Specialties respond to CRTC programming mandate queries
It's a truism in Canadian TV that specialty broadcasters will sometimes stray from their original programming mandates by rebranding before the CRTC's gravity attempts to reel them back in.
It’s a truism in Canadian TV that specialty broadcasters will sometimes stray from their original programming mandates by rebranding before the CRTC’s gravity attempts to reel them back in.
In the TV regulator’s latest scrutiny of specialty channel programming schedules, the CRTC has questioned MTV Canada on how U.S.-originated MTV reality shows conform with its original all-talk format.
“It would appear that several of your programs are not consistent with your nature of service, such as Jersey Shore, Cribs, Downtown Girls and Teen Mom,” the regulator told MTV Canada-parent CTVglobmedia in a July 27 letter.
In similar informal query letters also issued on July 27, Rogers Media has had to explain how shows like The Office and Mantracker reflect the mandate of its computer and Internet-themed channel G4, and Canwest Broadcasting has been asked how airing Project Runway Canada and Last 10 Pounds Boot Camp on TVTropolis is fitting for a specialty channel originally licensed for over-50 year-old viewers.
Each broadcaster offered a robust defense of their specialty programming mandates via written responses to the CRTC.
Kevin Goldstein, vice president of regulatory affairs for CTVglobemedia, in an Aug. 27 letter to the regulator said the MTV series Jersey Shore is characterized by “unscripted forms of conversation.”
He added that the popular cable reality series “documents the private discussions of a group of young New Jersey residents as they navigate issues affecting their lives, including, but not limited to, dating, careers and parties.”
Over at Canwest Global, Charlotte Bell, senior vice president of regulatory and government affairs, sprang to the defense of Project Runway Canada and Last 10 Pounds Boot Camp by pointing to BBM Canada PPM data that indicated significant audiences for both series among over-50 year-old viewers.
“Despite appearances, it is difficult to look at individual titles and simply conclude that a certain show does not belong on a given service.
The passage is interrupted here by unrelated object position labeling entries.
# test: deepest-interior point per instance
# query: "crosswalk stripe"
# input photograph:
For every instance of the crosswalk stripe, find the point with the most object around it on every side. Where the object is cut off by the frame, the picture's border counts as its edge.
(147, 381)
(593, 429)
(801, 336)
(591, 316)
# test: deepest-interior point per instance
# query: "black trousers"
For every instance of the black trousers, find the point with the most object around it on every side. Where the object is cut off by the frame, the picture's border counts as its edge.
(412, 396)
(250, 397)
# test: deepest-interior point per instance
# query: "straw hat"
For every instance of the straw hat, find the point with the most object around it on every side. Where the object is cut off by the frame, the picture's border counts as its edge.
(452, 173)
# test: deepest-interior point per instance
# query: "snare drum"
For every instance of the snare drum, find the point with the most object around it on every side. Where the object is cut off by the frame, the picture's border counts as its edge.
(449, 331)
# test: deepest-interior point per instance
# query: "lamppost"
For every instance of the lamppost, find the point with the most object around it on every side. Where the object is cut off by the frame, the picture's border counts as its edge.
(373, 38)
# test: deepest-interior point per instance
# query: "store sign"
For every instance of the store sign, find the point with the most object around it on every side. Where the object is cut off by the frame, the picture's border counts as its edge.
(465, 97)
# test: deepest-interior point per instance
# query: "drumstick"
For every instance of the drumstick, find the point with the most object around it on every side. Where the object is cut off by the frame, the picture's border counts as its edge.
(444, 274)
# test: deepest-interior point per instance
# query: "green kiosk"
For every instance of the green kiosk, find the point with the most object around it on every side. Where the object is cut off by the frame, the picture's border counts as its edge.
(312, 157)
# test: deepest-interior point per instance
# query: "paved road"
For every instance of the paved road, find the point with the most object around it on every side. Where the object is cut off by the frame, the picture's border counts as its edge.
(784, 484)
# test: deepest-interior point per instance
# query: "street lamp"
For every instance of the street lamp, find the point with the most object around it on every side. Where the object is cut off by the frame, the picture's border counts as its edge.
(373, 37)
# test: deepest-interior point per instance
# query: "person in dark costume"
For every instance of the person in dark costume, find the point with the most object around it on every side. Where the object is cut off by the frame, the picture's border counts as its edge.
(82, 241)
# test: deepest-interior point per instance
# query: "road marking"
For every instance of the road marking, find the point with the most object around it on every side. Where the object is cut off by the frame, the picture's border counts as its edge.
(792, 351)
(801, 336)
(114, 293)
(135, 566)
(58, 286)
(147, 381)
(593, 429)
Underlying audience data may be very different than first supposed and there are always contextual factors to consider,” Bell told the regulator.
And Susan Wheeler, vice president of regulatory, media for Rogers Media, in an August 18 written response to the CRTC, said G4 has had to evolve beyond its original programming mandate after the 1990s dot.com boom went bust and young Canadians in recent years have become less in awe of the Internet and digital technology.
“People are a lot more ‘tech-savvy’ and the Internet has lost its original allure. As a result, audiences are less interested in programming niches like technology business news or ‘tech-ed’ segments,” Wheeler argued.
So Rogers Media has built G4’s audience with programming more varied, and so of greater interest to ‘e-generation’ viewers than the specialty’s original mandate allowed.
“However, in building our schedule we recognize that there are certain shows that fall directly and squarely within G4’s nature of service and that other programs such as The Office only do so in a more indirect way,” Wheeler conceded.
The CRTC’s informal programming mandate query comes ahead of upcoming license renewal hearings.